Le doigt sur la détente de sa grosse carabine, Morane se sentait comme paralysé. Il avait l’impression d’être sur le point de commettre un meurtre. Voyant cela, le grand Balébélé épaula rapidement son lourd express à double canon. Il allait faire feu, quand Morane cria à son tour :
— Non, M’Booli, ne tire pas ! Ne tire pas !
Le gorille semblait s’être soudain calmé. Sans doute persuadé d’avoir, par sa mimique expressive, réussi à intimider ses ennemis, il fit volte-face. Ne montrant plus que son large dos noir tavelé de gris, il disparut presque aussitôt dans les profondeurs des bambusées.
D’un revers de la main droite, Bob Morane essuya la sueur perlant à son front.
— Pourquoi n’as-tu pas tiré, Bwana ! interrogea M’Booli.
Bob haussa les épaules sans répondre.
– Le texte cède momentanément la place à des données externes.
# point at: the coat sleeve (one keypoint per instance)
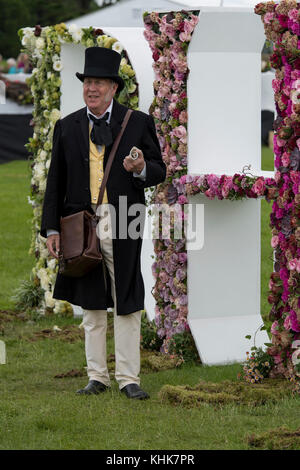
(56, 186)
(155, 167)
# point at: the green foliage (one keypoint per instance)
(280, 438)
(258, 365)
(16, 14)
(27, 295)
(226, 392)
(149, 338)
(183, 345)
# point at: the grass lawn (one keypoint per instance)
(39, 411)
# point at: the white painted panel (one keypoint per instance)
(224, 92)
(222, 340)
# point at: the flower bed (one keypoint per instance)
(282, 26)
(169, 36)
(43, 45)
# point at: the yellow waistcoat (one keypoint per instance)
(96, 172)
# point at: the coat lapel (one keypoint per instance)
(83, 134)
(117, 116)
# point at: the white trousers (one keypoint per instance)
(126, 334)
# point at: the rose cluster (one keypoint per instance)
(169, 36)
(43, 46)
(233, 187)
(282, 26)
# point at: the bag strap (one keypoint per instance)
(112, 156)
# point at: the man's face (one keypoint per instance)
(98, 93)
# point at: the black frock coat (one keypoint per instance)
(68, 192)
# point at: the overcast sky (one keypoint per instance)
(226, 3)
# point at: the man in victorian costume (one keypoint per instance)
(81, 145)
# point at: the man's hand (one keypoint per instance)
(134, 166)
(53, 244)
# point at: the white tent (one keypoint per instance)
(129, 13)
(126, 13)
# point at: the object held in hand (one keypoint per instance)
(133, 153)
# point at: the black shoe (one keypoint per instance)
(134, 391)
(93, 388)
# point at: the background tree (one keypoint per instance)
(16, 14)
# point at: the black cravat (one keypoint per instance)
(101, 132)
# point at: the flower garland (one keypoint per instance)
(169, 36)
(43, 46)
(282, 26)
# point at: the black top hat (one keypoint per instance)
(101, 62)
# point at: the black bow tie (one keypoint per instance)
(101, 132)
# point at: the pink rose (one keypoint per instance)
(274, 328)
(180, 133)
(184, 37)
(293, 264)
(188, 27)
(182, 200)
(276, 85)
(183, 117)
(259, 187)
(268, 17)
(285, 159)
(274, 241)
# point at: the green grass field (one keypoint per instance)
(39, 411)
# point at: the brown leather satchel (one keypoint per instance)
(79, 244)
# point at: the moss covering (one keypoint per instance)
(281, 438)
(270, 390)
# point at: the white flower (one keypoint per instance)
(54, 115)
(51, 264)
(77, 35)
(39, 170)
(117, 46)
(57, 66)
(43, 277)
(295, 96)
(30, 201)
(40, 43)
(50, 302)
(42, 185)
(72, 28)
(43, 155)
(36, 54)
(26, 41)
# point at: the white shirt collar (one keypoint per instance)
(108, 110)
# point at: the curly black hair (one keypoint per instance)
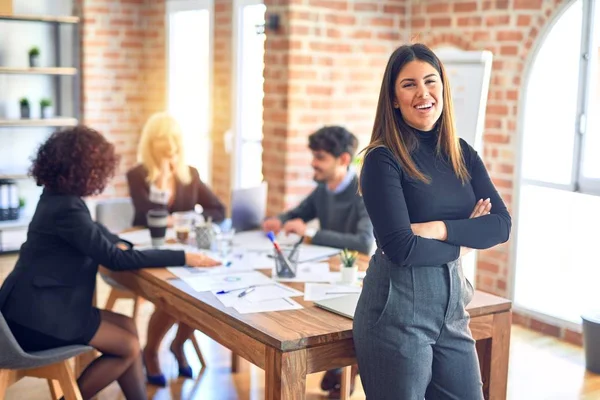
(75, 161)
(335, 140)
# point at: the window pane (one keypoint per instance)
(556, 269)
(251, 174)
(189, 86)
(591, 159)
(551, 102)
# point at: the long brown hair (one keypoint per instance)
(391, 131)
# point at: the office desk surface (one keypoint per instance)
(291, 344)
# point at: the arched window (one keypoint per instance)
(557, 270)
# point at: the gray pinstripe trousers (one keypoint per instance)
(411, 333)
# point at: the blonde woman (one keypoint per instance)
(164, 180)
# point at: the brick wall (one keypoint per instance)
(123, 71)
(222, 105)
(509, 29)
(324, 66)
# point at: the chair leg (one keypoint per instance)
(67, 381)
(55, 389)
(197, 348)
(137, 302)
(112, 299)
(235, 363)
(4, 381)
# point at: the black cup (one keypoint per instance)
(157, 223)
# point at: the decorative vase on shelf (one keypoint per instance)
(34, 57)
(46, 110)
(24, 103)
(349, 268)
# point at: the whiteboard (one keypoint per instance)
(469, 75)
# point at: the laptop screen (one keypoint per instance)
(248, 207)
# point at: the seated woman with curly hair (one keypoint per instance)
(47, 299)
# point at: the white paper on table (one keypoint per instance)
(312, 272)
(259, 294)
(247, 260)
(246, 307)
(321, 291)
(142, 236)
(226, 281)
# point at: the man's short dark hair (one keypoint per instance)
(334, 140)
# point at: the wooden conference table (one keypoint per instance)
(288, 345)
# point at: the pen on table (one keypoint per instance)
(245, 292)
(229, 291)
(341, 292)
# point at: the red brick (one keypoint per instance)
(497, 20)
(524, 20)
(527, 4)
(336, 5)
(509, 50)
(440, 22)
(382, 21)
(573, 337)
(398, 10)
(437, 8)
(365, 7)
(509, 36)
(544, 328)
(465, 6)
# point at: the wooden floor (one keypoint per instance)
(541, 367)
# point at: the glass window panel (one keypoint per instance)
(551, 102)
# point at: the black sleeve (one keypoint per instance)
(306, 210)
(486, 231)
(114, 239)
(381, 182)
(139, 190)
(75, 225)
(213, 207)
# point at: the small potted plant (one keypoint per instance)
(46, 108)
(21, 206)
(34, 57)
(24, 107)
(349, 267)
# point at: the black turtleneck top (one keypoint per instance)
(394, 200)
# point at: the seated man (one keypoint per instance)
(335, 202)
(344, 222)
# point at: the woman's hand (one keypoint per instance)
(430, 230)
(483, 207)
(200, 260)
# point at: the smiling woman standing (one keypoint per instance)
(430, 199)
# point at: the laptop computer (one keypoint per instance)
(344, 305)
(248, 207)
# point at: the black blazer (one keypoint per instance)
(186, 196)
(51, 288)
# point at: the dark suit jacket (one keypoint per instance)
(51, 288)
(186, 196)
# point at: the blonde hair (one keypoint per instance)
(161, 125)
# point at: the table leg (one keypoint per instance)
(345, 383)
(285, 374)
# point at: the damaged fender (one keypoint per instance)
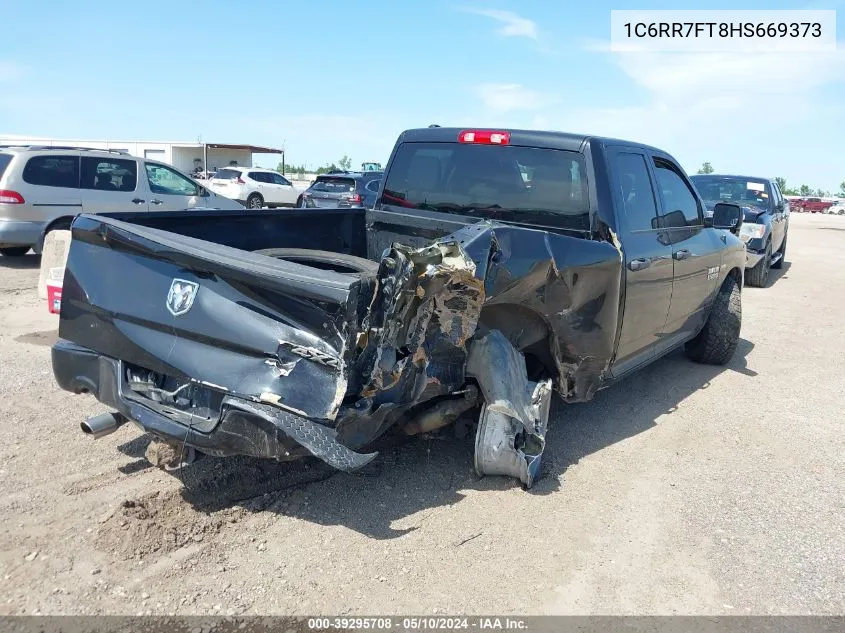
(512, 426)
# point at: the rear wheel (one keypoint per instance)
(716, 343)
(14, 251)
(254, 201)
(759, 275)
(326, 260)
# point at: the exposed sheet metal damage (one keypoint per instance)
(425, 335)
(304, 360)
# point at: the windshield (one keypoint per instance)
(742, 191)
(5, 159)
(334, 185)
(498, 182)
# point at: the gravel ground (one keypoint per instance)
(686, 489)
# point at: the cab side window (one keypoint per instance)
(166, 181)
(637, 194)
(681, 208)
(108, 174)
(52, 171)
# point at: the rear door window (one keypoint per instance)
(637, 193)
(333, 185)
(167, 181)
(52, 171)
(108, 174)
(680, 206)
(5, 159)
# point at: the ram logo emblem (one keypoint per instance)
(181, 296)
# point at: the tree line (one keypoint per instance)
(344, 164)
(803, 190)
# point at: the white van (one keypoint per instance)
(43, 188)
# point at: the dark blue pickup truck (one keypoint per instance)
(495, 268)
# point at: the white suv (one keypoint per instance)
(44, 188)
(254, 187)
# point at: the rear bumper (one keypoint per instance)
(243, 427)
(19, 233)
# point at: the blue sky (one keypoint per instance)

Il savait que les Noirs d’Afrique, habitués à la vie rude de la brousse, vie qui les rendait rudes eux-mêmes, ne pouvaient comprendre le sentiment de pitié, ou plutôt de respect – le respect de la vie – qu’éprouvent les Européens, du moins certains d’entre eux, vis-à-vis des animaux, ces êtres auxquels un philosophe aux vues étroites donna le surnom de « frères inférieurs ».
— Remettons-nous en route, dit Bob au bout d’un moment.
Redoublant de précautions, les traqueurs se remirent en marche à travers les bambusées, dont ils sortirent vers la fin de l’après-midi. Au centre d’une zone herbeuse, les éclaireurs batouas devaient découvrir les restes d’un feu. Éteint depuis le matin, toujours suivant les pygmées, il avait été allumé par des Noirs de taille normale marchant nus pieds et accompagnés par quatre hommes blancs chaussés de bottes ou de bottines. Pas un seul instant, Morane ne douta de la parole des pygmées, qui n’avaient guère leurs pareils pour reconnaître une piste. Bob comprit que ces quatre hommes bancs n’étaient autres que Gaétan d’Orfraix, Simon Steward, Rock Marcy et Hudson Cary. Ceux-ci, affirmaient les Batouas, s’étaient dirigés, après avoir éteint leur feu, vers les hauts sommets. Bob ne pouvait donc douter qu’ils fussent eux aussi sur la piste du Gorille Blanc. Les quatre hommes avaient en outre une journée d’avance, et Morane comprit qu’il fallait se presser si l’on voulait éviter le pire.
— Nous camperons ici, dit-il à l’adresse de M’Booli. Demain, à l’aube, nous nous mettrons en route pour avancer à marche forcée. Les porteurs suivront sous la conduite de Mangawo.
Ce fut à peine si Morane dormit de la nuit. Il savait que ce serait au cours des journées qui allaient suivre que se jouerait le sort de Niabongha. Et il n’oubliait pas que le grand gorille albinos, qu’il l’eut voulu ou non, lui avait sauvé la vie peu de temps auparavant.